Isostatic Consequences of Giant Landslides on the Hawaiian Ridge

Abstract

—Giant landslides, like melting glaciers, lead to a redistribution of mass which will have isostatic consequences. Three-dimensional numerical modeling experiments were devised to examine how this mass redistribution affects the isostatic flexural curve. A debris avalanche of 10–40% of pre-slide Oahu is required to account for the 1200–5000 km3 Nuuanu deposit, while only ∼ 1% of pre-slide Hawaii Island is necessary to generate the 200–800 km3 Alika I and II avalanche deposits. Trials were run using 25, 30, and 40 km elastic plate thicknesses (T e ). The island uplift resulting from the Nuuanu slide was calculated to be 23 m and 109 m for 10% and 40% volume slides, respectively, both using T e = 25 km.
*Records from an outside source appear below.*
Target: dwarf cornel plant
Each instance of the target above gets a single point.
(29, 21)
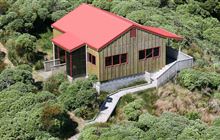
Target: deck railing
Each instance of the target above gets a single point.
(183, 61)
A rebound of 10 m and 49 m was calculated for the same volumes, respectively, using T e = 40 km. A greater amount of uplift is expressed direct lyover the failed flank, causing the edifice to tilt away from the calved-off portion. The landslide deposit depresses the plate several meters beneath the debris field itself. Smaller slides (e.g., Alika I and II) do not produce as much flexural response, with 17 m and 7 m uplift for T e = 25 and 40 km, respectively. The effects of slow moving, intact slumps where the failed blocks remain relatively close to the island pedestal were examined for the case of the Hilina slump, making up approximately 10% of the Hawaii Island edifice. Perhaps more significant than the uplift for the Hilina slump, comparable to that for the 10% Nuuanu debris avalanche, is the 114 m and 56 m of downwarp beneath its massive slumped foot (T e = 25 and 40 km, respectively). The landslide rebound process, in the case of a relatively large landslide, should be considered as an added component to the evolutionary course of oceanic islands.